Some parents did that to their kid at the Pittsburgh Zoo. The kid fell into an enclosure of wild dogs and was killed. The parents sued the zoo.
That would be so if true. Where’d you hear that? Social media?
The terror that little girl felt must have been terrible.
If the camera-rail story is true dad should be prosecuted, the line sues him, and the news runs the full story front page with his picture.
I see 2 things wrong with this. 1. How did the girl fall? Shouldn’t be able to unless she was held over the rail and dropped, probably accidental, but stupid nonetheless. 2. It took 20 minutes to rescue them? I would think someone would at least throw a life raft.
He’s a hero because he righted the wrong and he loved his daughter.
“...the 4th deck...”
That’s a bad fall. And the water isn’t soft.
Treading water means no life preserver
I have done 55+ cruises on several cruise lines. There is no way one can fall off the ship, unless one is stupid to climb the 5 foot high railing.
There was only one instance when a young woman fell off the ship during my voyages. She was very lucky, her boy friend saw her fall and alerted the ship immediately. The ship was cruising at slower speed than usual because we were ahead of schedule. And it was a moon light night. The ship stopped, they sent out search boats, and found the woman!
I once met the captain on a Carnival Ship and asked him about people going overboard. Apparently, they have a very sophisticated system to handle it. First, all sides of the vessel are swept by some type of radar which alerts the bridge if someone falls overboard. An officer then pushes a button on the bridge which releases a lighted dye cannister to help relocate the spot. Then, a computer program takes over and plots an efficient course to bring the ship back to the where the person should be, given the winds and current.
4th deck will be about 30-40 feet above sea level. Definitely painful if you go in on your belly or back.
If true, what is worse is that his daughter may always be reluctant to have her father place her on a high object, even if she never has a nightmare about it.
“I better try and save her, since I set her on that railing for a Selfie. If I don’t save her, my Wife will kill me!”
Buoy oh buoy, at least it ended well
This is a children’s cruise line. I would assume Disney Cruises would foresee children climbing near railings and some parents not exercising caution for photo ops near railings. Seems to me, with that very real risk in mind, the railing plexiglass should be a minimum of 7 feet high. Hard to see how this little girl would have fell if that were the case
They won’t give you details in the news anymore. From one of the pictures I would say the girl was 8-11 years old.

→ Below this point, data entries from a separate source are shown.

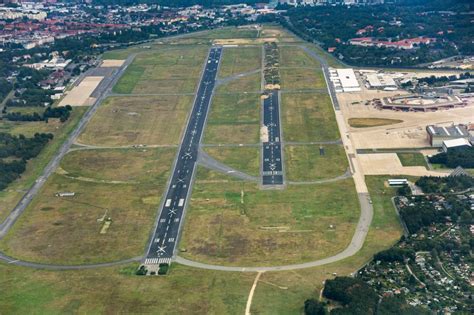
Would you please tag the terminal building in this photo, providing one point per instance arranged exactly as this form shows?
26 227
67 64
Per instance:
437 134
344 80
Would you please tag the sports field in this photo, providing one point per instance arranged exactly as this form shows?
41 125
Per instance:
308 117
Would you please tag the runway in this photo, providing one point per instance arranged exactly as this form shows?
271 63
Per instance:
272 166
165 238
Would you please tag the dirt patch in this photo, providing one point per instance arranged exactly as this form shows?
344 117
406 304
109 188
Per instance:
80 95
389 164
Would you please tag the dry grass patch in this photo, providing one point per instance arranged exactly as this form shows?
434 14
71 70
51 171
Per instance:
15 191
134 165
301 79
244 159
306 163
372 122
138 120
65 230
184 290
248 83
285 292
167 70
291 56
233 118
238 224
240 59
308 117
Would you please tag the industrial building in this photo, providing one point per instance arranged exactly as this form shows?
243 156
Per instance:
437 134
380 81
455 144
344 80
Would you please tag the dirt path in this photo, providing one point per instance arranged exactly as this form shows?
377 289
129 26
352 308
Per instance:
252 291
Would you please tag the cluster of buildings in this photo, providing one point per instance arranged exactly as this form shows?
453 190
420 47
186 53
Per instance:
344 80
38 23
440 280
406 44
448 137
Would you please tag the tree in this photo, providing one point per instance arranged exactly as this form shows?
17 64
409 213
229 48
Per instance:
466 217
313 307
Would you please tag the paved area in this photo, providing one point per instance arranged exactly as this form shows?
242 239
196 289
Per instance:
172 209
112 63
389 164
355 245
209 162
272 165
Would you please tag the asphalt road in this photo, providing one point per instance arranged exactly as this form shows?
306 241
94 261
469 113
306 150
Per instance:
354 246
272 166
102 91
163 243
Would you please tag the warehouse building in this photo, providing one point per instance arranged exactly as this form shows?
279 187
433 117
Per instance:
344 80
438 134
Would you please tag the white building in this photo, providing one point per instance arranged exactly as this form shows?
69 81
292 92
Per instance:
344 80
455 143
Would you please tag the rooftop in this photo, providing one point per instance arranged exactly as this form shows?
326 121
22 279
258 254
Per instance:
450 131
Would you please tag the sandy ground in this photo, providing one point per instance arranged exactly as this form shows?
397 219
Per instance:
411 133
389 164
112 63
80 95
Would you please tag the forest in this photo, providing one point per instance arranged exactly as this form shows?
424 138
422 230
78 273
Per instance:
444 21
15 151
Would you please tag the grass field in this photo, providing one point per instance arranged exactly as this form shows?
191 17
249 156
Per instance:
233 118
291 56
125 185
229 32
123 165
245 159
222 225
116 290
372 122
240 59
199 291
305 163
14 192
285 292
166 70
238 224
301 79
249 83
412 159
308 117
138 120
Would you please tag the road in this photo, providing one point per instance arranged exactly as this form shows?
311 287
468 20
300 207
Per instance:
103 91
354 246
272 166
172 209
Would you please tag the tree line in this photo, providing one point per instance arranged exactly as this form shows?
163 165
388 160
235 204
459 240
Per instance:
15 151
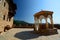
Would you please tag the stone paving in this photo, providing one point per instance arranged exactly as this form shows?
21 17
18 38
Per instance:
26 34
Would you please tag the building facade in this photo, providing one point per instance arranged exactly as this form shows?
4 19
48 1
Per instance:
5 15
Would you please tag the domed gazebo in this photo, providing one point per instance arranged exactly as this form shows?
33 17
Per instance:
47 28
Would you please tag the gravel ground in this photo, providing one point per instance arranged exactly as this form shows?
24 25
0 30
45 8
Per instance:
26 34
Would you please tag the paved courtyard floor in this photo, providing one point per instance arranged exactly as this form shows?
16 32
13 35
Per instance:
26 34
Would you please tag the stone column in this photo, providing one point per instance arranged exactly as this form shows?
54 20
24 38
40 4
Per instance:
46 23
52 22
36 24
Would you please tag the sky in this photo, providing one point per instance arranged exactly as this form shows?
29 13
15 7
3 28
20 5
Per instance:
27 8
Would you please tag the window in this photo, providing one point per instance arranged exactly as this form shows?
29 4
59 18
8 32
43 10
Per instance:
3 17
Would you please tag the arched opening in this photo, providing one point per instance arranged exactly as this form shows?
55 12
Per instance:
43 24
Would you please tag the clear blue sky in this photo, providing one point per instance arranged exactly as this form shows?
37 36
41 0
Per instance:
27 8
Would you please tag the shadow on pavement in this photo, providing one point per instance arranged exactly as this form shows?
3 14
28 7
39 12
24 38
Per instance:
26 35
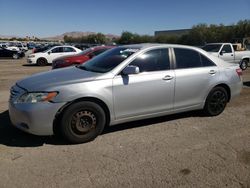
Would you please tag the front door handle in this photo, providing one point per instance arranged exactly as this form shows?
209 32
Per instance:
212 72
168 77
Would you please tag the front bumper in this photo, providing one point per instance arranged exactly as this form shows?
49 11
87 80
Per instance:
36 118
31 60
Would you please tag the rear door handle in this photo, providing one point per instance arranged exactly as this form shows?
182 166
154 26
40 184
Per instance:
168 77
212 72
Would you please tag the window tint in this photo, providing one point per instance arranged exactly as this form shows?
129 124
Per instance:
68 49
154 60
186 58
108 60
226 49
206 62
57 50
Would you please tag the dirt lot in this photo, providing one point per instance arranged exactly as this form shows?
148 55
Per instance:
184 150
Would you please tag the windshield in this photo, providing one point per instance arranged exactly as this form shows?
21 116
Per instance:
85 51
212 47
108 60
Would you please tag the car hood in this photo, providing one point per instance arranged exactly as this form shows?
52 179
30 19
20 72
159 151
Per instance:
46 80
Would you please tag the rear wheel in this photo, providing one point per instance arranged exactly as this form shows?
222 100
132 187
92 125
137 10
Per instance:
15 56
244 64
216 101
41 62
82 122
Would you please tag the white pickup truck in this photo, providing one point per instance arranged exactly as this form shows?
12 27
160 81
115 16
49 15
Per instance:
228 52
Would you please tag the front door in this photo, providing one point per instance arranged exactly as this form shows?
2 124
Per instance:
151 91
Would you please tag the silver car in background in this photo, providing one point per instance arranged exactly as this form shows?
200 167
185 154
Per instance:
124 84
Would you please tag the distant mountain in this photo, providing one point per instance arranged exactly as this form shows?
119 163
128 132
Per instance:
77 34
7 36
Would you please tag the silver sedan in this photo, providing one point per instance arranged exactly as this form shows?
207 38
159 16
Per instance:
124 84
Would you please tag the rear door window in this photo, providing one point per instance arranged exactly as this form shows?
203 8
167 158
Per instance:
68 49
188 58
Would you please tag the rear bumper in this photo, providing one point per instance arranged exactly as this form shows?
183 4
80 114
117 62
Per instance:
36 118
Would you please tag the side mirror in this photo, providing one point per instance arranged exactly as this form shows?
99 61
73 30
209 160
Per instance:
131 70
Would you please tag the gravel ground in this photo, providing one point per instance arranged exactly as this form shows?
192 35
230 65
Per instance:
183 150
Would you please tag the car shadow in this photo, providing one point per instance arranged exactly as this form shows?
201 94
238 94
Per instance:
34 65
13 137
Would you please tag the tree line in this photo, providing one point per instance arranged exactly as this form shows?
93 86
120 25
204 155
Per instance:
198 35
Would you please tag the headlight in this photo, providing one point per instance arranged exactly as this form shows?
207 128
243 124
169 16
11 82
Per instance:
36 97
31 56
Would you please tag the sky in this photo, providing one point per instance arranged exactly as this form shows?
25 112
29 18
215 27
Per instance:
45 18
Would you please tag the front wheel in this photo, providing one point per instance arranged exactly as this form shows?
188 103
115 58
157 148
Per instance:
216 101
244 64
82 122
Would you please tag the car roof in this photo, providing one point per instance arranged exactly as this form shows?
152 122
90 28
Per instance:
151 45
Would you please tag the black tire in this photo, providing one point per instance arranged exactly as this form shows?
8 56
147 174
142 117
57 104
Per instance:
216 101
82 122
244 64
15 56
42 62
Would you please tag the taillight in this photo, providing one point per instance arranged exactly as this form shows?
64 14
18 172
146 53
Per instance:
239 72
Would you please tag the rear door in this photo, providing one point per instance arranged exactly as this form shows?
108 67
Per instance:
227 53
151 91
195 74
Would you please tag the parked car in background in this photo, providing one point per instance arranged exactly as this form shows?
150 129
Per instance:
9 47
124 84
31 45
46 57
228 53
42 48
11 53
79 58
22 46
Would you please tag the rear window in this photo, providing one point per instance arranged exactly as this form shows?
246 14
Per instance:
187 58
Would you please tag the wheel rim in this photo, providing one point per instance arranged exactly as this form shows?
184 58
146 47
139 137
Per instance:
218 102
83 122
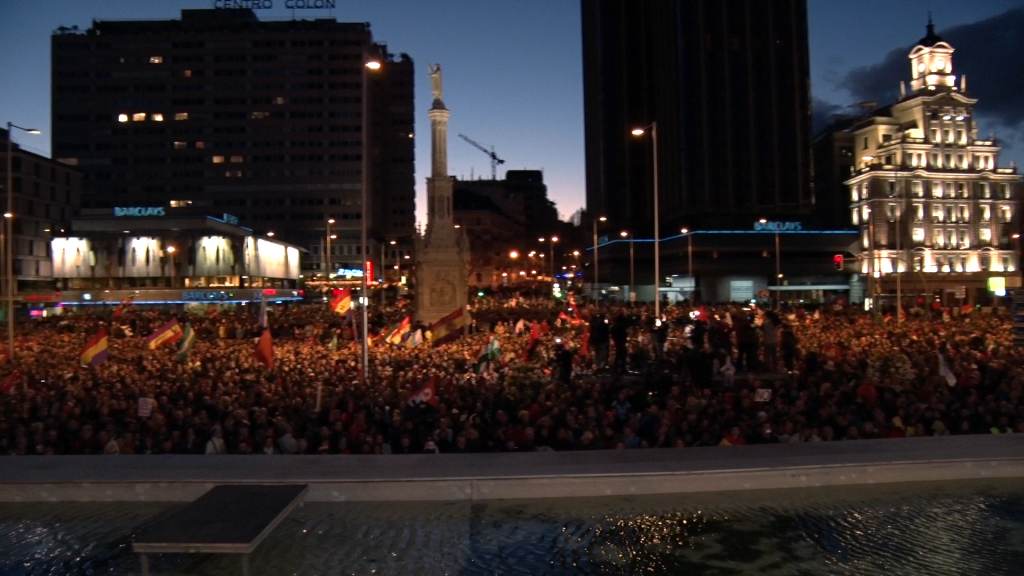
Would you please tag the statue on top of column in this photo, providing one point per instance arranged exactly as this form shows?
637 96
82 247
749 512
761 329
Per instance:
435 80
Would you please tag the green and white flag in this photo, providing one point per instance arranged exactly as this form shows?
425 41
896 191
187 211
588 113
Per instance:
187 339
492 353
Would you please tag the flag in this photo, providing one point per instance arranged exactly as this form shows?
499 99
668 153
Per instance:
94 352
8 385
262 312
166 334
426 395
342 301
944 370
414 339
399 331
264 351
125 303
450 327
187 339
520 326
492 352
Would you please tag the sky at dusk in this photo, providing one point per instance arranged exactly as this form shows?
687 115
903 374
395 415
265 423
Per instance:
513 69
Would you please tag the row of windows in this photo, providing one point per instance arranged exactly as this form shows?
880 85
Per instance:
983 190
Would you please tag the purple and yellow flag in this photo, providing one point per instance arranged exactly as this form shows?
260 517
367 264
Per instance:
94 352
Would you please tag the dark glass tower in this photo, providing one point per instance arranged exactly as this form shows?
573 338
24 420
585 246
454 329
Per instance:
727 82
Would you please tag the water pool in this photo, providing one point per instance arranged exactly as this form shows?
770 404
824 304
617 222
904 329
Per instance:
928 529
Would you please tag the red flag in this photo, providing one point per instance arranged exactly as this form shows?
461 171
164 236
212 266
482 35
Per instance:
264 351
427 394
8 385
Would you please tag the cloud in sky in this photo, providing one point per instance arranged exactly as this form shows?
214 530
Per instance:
987 51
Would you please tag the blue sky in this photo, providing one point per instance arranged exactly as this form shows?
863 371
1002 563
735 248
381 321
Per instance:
512 69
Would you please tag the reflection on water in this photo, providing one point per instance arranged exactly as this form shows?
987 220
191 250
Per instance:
923 529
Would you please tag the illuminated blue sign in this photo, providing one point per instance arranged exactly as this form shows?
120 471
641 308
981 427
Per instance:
778 227
136 211
206 295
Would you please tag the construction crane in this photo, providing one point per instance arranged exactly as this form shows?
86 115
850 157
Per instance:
495 161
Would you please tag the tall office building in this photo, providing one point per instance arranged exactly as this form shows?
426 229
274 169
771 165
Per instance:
727 82
219 112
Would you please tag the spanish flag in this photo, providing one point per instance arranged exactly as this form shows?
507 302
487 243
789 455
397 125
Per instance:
94 352
166 334
264 351
342 301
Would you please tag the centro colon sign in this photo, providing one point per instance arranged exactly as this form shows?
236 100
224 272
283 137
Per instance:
268 4
139 211
778 227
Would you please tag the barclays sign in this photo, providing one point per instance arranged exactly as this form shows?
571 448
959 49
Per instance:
778 227
137 211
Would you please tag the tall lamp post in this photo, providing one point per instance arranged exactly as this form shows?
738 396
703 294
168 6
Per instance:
170 251
327 251
633 287
778 266
370 63
596 275
657 249
689 256
8 235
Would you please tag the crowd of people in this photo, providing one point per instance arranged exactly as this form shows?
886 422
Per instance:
602 376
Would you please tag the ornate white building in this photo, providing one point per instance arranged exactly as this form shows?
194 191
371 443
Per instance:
928 194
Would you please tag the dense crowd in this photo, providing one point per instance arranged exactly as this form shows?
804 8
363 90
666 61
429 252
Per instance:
600 377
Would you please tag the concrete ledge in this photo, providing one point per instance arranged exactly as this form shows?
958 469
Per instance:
481 477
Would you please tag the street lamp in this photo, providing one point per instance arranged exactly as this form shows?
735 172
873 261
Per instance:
371 62
689 256
327 250
657 251
633 288
778 264
171 250
7 237
596 276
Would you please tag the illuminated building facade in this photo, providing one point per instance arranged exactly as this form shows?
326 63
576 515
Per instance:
932 204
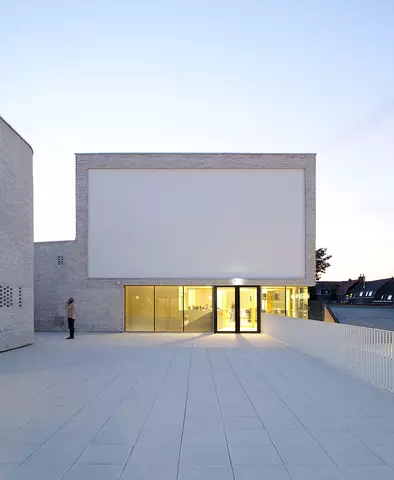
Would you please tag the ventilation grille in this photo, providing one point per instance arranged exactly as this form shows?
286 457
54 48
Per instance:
6 296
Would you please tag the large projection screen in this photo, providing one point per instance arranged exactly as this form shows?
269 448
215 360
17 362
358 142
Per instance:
196 223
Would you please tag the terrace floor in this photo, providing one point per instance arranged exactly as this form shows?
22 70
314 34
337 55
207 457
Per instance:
186 407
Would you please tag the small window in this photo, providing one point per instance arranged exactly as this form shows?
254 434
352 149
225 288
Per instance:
6 296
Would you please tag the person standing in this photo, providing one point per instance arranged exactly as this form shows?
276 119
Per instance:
71 317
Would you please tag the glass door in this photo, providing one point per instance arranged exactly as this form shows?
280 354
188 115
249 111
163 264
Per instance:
237 309
225 309
248 310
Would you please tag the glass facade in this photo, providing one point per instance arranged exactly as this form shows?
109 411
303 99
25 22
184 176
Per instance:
139 309
190 308
273 300
297 302
248 309
225 309
198 316
168 309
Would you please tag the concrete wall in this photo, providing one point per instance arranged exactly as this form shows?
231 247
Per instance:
16 239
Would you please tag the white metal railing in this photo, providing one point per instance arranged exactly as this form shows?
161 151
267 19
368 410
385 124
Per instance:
365 352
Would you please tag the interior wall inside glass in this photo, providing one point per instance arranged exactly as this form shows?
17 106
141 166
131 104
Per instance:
273 300
168 309
297 302
198 315
225 305
139 309
248 309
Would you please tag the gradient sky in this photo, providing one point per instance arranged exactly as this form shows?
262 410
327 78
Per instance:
212 76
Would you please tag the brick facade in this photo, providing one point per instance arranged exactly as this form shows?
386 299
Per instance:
16 239
100 302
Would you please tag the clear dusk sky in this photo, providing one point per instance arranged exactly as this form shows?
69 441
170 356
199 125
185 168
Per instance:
212 76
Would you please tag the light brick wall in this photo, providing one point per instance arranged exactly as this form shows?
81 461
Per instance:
100 302
16 238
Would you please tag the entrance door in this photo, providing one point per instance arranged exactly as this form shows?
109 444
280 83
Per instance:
237 309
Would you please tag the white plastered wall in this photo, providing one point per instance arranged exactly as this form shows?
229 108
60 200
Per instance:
196 223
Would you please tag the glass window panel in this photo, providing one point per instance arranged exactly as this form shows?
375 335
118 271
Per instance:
248 309
169 309
297 302
273 300
198 315
139 309
225 309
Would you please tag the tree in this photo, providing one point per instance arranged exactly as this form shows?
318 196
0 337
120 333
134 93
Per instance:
322 262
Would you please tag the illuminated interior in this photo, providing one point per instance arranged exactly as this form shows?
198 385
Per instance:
248 309
225 309
190 308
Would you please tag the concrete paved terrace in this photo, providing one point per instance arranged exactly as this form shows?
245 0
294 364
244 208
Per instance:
187 407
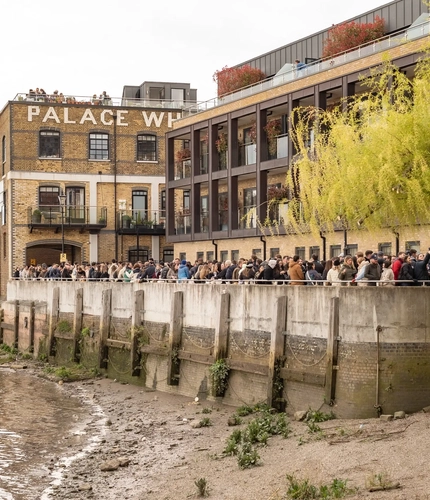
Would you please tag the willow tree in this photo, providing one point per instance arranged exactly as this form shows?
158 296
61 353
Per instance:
368 165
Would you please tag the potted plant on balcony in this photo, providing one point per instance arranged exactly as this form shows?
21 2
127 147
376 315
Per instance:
273 129
36 216
221 145
125 221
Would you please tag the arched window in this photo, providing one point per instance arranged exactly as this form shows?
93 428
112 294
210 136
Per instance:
146 147
99 146
49 144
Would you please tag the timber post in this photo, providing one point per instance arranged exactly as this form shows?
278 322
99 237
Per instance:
105 318
277 341
77 323
175 338
332 351
136 322
53 320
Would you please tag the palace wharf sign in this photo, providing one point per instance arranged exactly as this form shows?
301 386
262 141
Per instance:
100 117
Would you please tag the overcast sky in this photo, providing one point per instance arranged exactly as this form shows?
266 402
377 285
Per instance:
84 47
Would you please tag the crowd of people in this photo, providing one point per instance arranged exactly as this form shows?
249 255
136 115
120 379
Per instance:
39 94
362 269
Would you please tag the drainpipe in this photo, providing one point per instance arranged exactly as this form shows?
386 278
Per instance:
216 249
263 239
114 116
324 246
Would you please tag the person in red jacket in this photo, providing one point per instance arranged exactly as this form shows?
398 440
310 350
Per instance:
397 264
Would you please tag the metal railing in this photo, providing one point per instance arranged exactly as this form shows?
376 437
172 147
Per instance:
142 218
69 215
365 50
101 101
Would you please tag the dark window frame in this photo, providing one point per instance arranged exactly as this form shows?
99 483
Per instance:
49 144
147 148
98 146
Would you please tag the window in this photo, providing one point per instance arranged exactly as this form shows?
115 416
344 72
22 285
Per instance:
168 255
314 251
163 203
48 196
300 251
386 248
335 251
146 147
412 245
3 154
49 144
140 205
274 252
134 254
99 146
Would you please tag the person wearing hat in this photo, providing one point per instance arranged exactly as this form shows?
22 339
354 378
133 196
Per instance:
183 272
373 270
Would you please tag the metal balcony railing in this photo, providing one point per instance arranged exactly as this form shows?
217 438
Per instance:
142 219
69 215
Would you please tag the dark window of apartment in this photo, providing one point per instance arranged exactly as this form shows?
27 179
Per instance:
48 196
49 144
3 154
274 252
412 245
314 250
146 147
168 254
335 251
99 146
386 248
134 255
300 251
351 249
257 252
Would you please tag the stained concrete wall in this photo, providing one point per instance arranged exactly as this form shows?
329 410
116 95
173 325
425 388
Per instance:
362 350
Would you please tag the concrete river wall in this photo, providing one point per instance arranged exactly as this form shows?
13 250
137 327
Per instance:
359 351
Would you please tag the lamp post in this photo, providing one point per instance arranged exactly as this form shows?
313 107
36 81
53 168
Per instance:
62 200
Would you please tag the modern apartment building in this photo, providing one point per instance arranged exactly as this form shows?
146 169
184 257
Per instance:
230 164
83 178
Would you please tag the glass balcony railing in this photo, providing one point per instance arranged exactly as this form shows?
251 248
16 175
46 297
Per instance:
375 47
69 215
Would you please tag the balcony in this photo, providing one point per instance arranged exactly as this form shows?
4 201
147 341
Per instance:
141 221
72 216
290 73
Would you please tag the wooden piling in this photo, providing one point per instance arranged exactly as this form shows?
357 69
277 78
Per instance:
175 337
105 318
277 341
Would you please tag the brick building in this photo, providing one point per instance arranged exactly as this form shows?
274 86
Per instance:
216 197
85 177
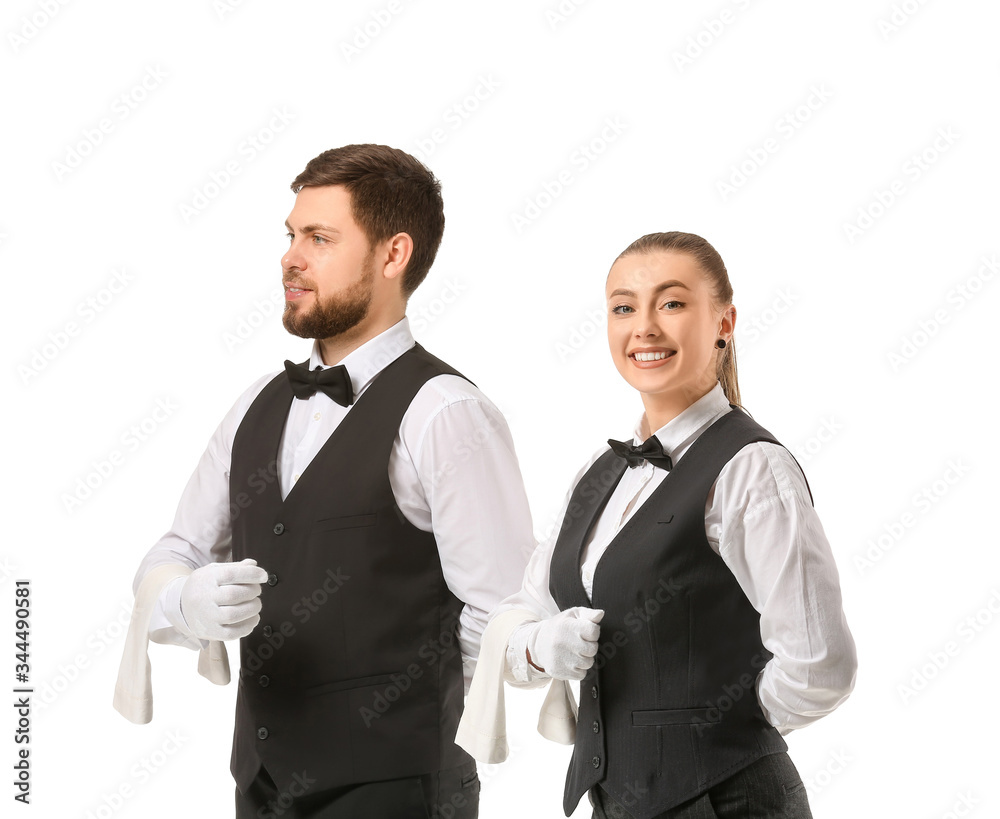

We were taking a power squadron course and the instructor told this story, actually played the sequence which was on Sixty minutes.A Canadian family had their sailboat out on the Potomac on a warm March day, mom, dad and two young girls, three and five. The dad was a high ranking Royal AF fighter pilot, working at the pentagon. They were getting ready to go in and one of the kids said they had to use the head, so they untethered her and let her go below. Somehow she went overboard but did have a vest on. The dad immediately jumped in after her, leaving the mother and other daughter on the boat. The mother had zero boating experience and no knowledge of operating the marine radio. The dad swam to the girl after a struggle, he was able to hold her out of the water. The mom was attempting to navigate to them but was moving rapidly away under sail. So the mom goes in after them, leaving the other child alone and tethered. Fortunately, someone on shore saw this and radioed the Coast Guard. They were all rescued, but the little girl had been in for at least thirty minutes and had severe hypothermia. When the dad was interviewed he said, if anyone would have told me this is how I would react to an emergency, with my experience, I would have told them they were nuts. But all I could see was my daughter, struggling in the water and everything else went out the window.
Here’s supposed to be vindication for the dad, but I don’t read it that way at all. What was a 5yo doing on such a railing? (Though I suppose it wasn’t at the moment of a dad’s photo op, given that the mom had to tell him she had fallen overboard.)